The stances expressed by Chinese leader Xi Jinping and Indian Prime Minister Narendra Modi during the recent Samarkand summit left no doubt that the two Asian giants do not want to slide into a rupture with the West.
Putin must look for ways to peace, Modi said, in what amounts to a diplomatic slap. The Indian and Chinese lull came a few weeks after the forces of the two countries participated in the massive maneuvers conducted by the Russian army in the Pacific region.
However, maneuvering is one thing, and adopting Moscow’s vision of conflict under the pretext of preserving strategic and national interests is another matter, even if both Beijing and New Delhi reap undeniable benefits from preferential discounts on the oil they buy from Russia.

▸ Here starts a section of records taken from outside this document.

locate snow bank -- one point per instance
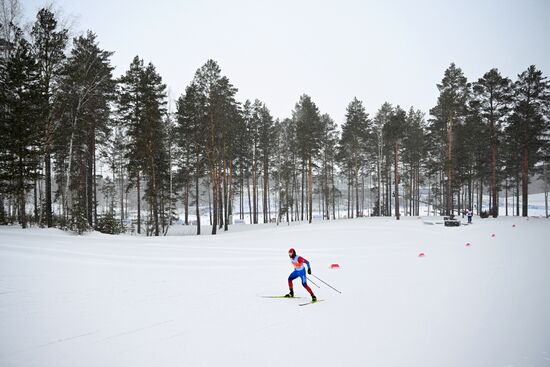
(102, 300)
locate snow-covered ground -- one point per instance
(100, 300)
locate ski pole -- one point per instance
(312, 282)
(316, 277)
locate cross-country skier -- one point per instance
(470, 214)
(299, 271)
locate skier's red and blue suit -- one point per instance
(299, 271)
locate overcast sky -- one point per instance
(377, 51)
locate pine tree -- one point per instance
(221, 111)
(528, 123)
(19, 131)
(393, 132)
(49, 43)
(355, 131)
(451, 110)
(492, 98)
(308, 137)
(86, 91)
(191, 142)
(376, 149)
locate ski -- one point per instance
(279, 297)
(311, 302)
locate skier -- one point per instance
(299, 271)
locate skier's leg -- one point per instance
(304, 284)
(291, 277)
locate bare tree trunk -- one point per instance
(396, 180)
(310, 189)
(524, 182)
(139, 202)
(197, 197)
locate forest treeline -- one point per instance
(63, 113)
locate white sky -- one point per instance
(377, 51)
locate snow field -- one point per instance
(102, 300)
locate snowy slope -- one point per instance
(102, 300)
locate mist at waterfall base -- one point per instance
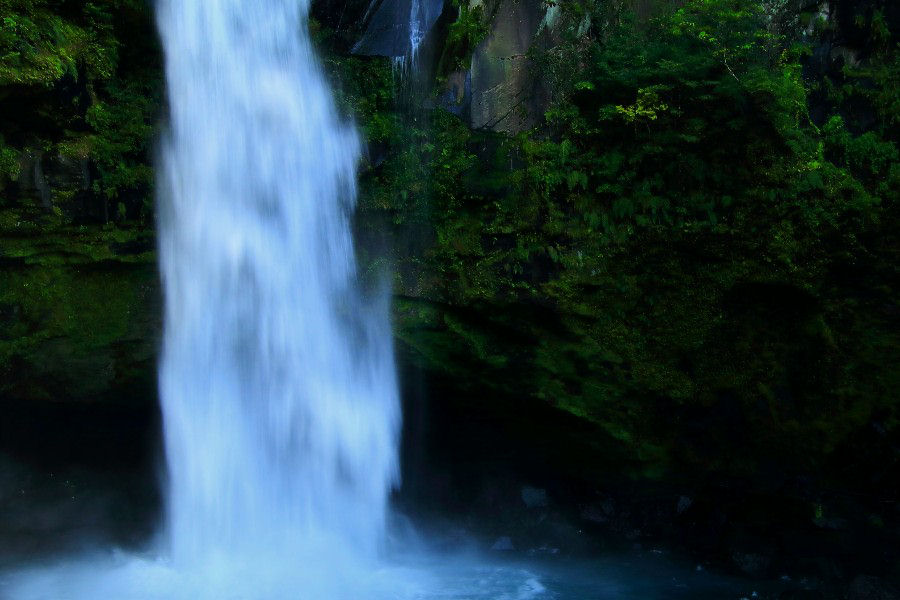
(279, 400)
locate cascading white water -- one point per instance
(277, 382)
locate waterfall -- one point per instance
(278, 388)
(397, 28)
(277, 381)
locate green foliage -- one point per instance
(465, 33)
(665, 256)
(81, 83)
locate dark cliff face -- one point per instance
(640, 253)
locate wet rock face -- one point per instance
(505, 95)
(396, 28)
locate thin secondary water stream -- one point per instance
(278, 389)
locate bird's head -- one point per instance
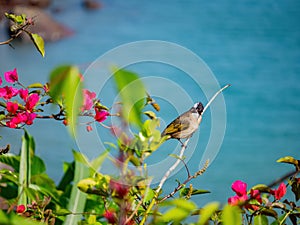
(198, 107)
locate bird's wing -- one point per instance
(175, 126)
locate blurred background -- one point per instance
(253, 45)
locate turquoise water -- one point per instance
(255, 46)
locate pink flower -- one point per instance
(279, 192)
(12, 107)
(234, 200)
(110, 216)
(100, 115)
(89, 128)
(255, 195)
(88, 99)
(23, 93)
(118, 188)
(21, 208)
(11, 76)
(31, 101)
(29, 117)
(239, 187)
(8, 92)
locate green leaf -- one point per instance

Another bad omen is represented by the Ukrainian forces’ advancement towards the Donbas regions, which are occupied by Russia and its allies since 2014.
Besides its great economic importance, the Donbas embraces a proportion of people who see Russia as their motherland.
The scenario of the Kharkiv battle is unlikely to be repeated in the Donbas, which will witness a referendum on joining the Russian Federation.
The region will demand to become part of the Russian state— along with Kherson, Zaporizhzhia, Donetsk, and Luhansk. This would make any Ukrainian attack on these regions an attack on the territory of the Russian Federation.
The “special military operation” will then end, to open the way for war and the general mobilization. The Russian leadership believes that this will resolve the shortage of human resources, which was seen in Kharkiv, where the inability to compensate for human losses prompted the Kremlin to resort to the Wagner to recruit mercenaries, prisoners and others.
In contrast to the momentum gained by the Ukrainians in the battles of early September, and the insistence of President Volodymyr Zelensky to continue the fight until the “de-occupation” of all Ukrainian lands, including the Crimea and the Donbas, the proposed referendums seem only a recipe for a major field escalation, as Moscow returned to hint at the possibility of using nuclear weapons.
Talk shows on Russian state television voice explicit nuclear threats against Ukraine and its allies, emphasizing that Russia has two options: “either victory or nuclear war.”
Western warnings about the massive world reactions to Russia resorting to unconventional weapons seem to produce opposite results with Moscow, which sees such messages as an insult to its global standing.
The lines between deception and political maneuvering, and the possibility of deploying weapons of mass destruction on the Ukrainian arena, are not clear yet.
The prevailing ambiguity is similar to the weeks and months that preceded the outbreak of the war, as Russia was massing its forces and at the same time denying its intention to attack Ukraine.